November 12th, 2005, 10:50 PM
Python & The Web: Scenario
Basically my script's goal is to:
1. access a local.yahoo.com results page that I have downloaded onto my hard drive.
2. visit a particular link on that results page.
3. parse info from that particular link.
4. go back to results page and visit the "Next" link.
5. Repeat steps 2-4.
At the end, one file will have all the parsed info from all the visited webpages.
I am new to the internet capabilities realm with Python, and after reading al the documentation on it, I am a little confused. What I want is to just fetch and read webpages via the "Next" link without having a broswer pop up as a result. I looked at webbrowser, urllib, SGMLParser, and HTMLParser in the Python documentation but it didn't clearly describe what I was looking for.
Is there a way to do access and do stuff to HTMLs without opening any browser windows in the process?
Any suggestions would be greatly appreciated.
November 13th, 2005, 03:11 PM
yes the urllib2 will be the best bet to doing this. I would say. It lets you handle a conneciton to a web site as a file. There is also a html parser file, but I don't know if that would be good for you. Your best bet will be to google some information about urllib2 for python and get the basics then you can play with the html praser in python to see if you like it or if it would help.

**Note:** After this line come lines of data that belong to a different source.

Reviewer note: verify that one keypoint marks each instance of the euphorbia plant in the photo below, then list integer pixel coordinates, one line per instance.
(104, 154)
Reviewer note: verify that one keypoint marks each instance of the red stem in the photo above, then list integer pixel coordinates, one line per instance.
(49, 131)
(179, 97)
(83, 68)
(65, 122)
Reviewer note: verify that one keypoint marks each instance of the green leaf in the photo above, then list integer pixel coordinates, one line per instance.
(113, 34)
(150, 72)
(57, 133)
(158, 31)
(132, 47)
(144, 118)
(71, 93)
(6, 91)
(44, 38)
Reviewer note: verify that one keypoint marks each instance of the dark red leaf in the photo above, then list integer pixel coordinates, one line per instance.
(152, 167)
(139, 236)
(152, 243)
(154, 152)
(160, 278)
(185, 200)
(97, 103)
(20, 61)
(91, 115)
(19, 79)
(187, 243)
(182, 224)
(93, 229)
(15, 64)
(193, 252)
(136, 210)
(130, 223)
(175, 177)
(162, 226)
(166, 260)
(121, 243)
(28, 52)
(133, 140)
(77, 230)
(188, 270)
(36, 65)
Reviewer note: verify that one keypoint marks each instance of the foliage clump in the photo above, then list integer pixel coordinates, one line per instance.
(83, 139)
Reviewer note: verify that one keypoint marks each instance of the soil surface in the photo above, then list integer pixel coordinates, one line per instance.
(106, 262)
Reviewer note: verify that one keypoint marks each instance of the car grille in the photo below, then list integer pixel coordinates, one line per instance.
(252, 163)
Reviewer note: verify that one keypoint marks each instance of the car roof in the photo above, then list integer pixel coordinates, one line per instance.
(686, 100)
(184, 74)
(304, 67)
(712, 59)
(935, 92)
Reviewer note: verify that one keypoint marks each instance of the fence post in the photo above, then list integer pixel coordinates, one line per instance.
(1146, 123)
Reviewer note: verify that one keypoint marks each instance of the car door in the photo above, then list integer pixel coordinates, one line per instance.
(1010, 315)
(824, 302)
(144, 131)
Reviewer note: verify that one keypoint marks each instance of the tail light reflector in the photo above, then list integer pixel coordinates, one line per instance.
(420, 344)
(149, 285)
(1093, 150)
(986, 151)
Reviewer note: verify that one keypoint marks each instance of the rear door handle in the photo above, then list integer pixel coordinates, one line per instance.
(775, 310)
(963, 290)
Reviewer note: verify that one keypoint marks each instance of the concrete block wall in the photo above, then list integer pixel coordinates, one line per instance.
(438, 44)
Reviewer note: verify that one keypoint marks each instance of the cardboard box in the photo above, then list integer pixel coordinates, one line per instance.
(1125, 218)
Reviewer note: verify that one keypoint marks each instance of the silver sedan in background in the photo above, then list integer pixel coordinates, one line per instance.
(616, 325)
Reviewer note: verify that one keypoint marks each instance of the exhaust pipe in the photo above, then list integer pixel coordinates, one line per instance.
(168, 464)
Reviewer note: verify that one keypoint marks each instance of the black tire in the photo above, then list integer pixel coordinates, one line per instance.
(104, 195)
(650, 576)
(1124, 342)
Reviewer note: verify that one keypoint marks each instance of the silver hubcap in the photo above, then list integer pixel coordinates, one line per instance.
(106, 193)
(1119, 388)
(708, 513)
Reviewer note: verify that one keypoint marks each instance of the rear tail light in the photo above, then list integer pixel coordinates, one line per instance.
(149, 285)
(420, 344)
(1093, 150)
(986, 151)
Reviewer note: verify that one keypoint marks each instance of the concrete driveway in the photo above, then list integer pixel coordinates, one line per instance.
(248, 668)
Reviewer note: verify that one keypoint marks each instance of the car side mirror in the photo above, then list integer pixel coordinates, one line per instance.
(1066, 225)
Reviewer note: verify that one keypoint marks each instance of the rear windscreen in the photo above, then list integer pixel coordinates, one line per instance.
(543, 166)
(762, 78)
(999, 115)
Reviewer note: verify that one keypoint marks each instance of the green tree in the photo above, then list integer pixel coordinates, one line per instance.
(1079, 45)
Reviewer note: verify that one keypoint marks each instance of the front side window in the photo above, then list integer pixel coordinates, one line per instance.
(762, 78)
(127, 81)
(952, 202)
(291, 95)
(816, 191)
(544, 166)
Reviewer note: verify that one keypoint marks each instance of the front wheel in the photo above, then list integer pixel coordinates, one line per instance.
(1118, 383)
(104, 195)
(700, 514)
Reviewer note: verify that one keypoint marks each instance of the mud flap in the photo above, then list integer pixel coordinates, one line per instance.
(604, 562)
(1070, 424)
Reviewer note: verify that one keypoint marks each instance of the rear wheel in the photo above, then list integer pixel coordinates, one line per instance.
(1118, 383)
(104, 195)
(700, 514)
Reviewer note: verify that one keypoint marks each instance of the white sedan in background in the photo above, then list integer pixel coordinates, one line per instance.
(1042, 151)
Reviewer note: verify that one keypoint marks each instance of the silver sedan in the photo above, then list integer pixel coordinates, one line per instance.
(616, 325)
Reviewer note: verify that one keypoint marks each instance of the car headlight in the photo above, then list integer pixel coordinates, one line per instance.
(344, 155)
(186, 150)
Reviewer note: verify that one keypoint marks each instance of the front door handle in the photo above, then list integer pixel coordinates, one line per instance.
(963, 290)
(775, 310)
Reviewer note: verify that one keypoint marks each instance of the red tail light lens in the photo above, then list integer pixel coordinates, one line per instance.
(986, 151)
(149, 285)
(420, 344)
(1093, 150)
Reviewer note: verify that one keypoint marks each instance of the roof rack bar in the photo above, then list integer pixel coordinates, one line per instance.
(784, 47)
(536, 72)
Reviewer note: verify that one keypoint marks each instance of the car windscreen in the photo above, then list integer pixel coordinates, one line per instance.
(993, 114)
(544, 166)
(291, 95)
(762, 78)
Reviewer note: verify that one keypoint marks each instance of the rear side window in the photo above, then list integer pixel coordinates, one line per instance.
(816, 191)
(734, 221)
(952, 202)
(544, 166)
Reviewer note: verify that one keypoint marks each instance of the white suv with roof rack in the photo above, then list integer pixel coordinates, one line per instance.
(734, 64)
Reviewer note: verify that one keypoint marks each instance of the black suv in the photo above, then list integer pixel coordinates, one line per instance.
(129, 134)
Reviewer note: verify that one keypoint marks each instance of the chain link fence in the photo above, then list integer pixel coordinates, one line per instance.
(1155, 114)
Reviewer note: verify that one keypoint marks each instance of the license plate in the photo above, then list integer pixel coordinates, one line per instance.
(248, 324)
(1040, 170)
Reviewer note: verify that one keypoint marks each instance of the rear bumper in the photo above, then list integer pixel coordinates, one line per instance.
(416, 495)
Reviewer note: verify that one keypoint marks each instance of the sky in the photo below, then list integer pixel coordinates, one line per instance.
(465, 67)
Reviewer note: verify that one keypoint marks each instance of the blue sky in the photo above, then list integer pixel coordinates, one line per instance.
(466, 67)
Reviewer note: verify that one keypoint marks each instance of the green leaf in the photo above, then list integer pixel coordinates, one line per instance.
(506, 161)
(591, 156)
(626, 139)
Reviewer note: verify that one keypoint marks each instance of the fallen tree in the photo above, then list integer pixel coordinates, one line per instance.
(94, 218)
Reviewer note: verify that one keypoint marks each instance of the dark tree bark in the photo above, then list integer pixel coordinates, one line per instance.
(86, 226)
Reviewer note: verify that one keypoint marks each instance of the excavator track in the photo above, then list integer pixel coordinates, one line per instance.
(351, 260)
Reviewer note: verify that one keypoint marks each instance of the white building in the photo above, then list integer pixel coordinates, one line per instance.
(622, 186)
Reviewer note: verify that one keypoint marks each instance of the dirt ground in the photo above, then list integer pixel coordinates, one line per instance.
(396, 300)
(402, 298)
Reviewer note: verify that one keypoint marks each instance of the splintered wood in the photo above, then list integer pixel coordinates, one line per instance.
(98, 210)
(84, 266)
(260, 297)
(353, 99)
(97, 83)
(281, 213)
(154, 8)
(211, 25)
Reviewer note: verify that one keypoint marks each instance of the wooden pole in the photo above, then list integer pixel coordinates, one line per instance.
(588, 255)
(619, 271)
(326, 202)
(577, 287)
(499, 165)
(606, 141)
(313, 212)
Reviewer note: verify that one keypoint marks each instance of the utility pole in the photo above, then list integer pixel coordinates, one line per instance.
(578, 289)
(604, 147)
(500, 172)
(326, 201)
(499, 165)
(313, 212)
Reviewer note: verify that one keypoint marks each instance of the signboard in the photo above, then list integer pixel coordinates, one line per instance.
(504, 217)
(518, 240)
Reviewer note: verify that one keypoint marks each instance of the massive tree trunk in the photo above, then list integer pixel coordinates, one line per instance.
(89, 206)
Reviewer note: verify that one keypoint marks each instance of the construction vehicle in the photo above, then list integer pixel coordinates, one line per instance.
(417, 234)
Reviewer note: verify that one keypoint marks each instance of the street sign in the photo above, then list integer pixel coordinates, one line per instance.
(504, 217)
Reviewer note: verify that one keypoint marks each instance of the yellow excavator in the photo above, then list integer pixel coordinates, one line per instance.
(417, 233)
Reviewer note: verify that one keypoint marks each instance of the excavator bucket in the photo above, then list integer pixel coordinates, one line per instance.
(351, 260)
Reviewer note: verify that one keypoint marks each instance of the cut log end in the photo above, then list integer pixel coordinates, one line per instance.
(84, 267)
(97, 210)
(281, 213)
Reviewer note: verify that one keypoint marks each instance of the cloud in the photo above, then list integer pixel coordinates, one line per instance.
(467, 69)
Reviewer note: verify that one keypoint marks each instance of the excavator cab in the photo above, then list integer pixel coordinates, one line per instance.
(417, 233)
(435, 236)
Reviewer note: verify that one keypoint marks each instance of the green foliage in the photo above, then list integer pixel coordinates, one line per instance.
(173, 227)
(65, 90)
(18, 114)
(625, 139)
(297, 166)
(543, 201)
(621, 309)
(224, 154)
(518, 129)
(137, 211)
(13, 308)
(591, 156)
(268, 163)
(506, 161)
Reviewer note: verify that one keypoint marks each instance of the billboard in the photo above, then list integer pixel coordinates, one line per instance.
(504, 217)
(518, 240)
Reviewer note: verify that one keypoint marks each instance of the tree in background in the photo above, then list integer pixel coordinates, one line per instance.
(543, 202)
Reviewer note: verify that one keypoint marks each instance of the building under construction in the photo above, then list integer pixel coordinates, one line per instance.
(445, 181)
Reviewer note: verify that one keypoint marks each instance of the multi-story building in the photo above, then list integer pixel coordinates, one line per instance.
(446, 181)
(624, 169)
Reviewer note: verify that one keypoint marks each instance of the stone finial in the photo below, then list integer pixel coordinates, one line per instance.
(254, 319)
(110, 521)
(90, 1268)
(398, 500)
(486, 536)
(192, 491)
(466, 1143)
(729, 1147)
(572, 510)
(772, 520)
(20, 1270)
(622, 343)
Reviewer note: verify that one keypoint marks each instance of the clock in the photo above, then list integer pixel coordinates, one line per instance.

for an example of urllib2:
this will print all the lines of the source to that page.
website = urllib2.urlopen("http://local.yahoo.com")
for line in website:
November 13th, 2005, 04:41 PM
I dont fully understand what you mean with you have downloaded on your computer, it would be much easier to access it from your program with the urllib module.
Those people who think they know everything are a great annoyance to those of us who do.
November 14th, 2005, 12:51 PM
for parse html i use function:
w = formatter.DumbWriter(txt)
f = formatter.AbstractFormatter(w)
p = htmllib.HTMLParser(f)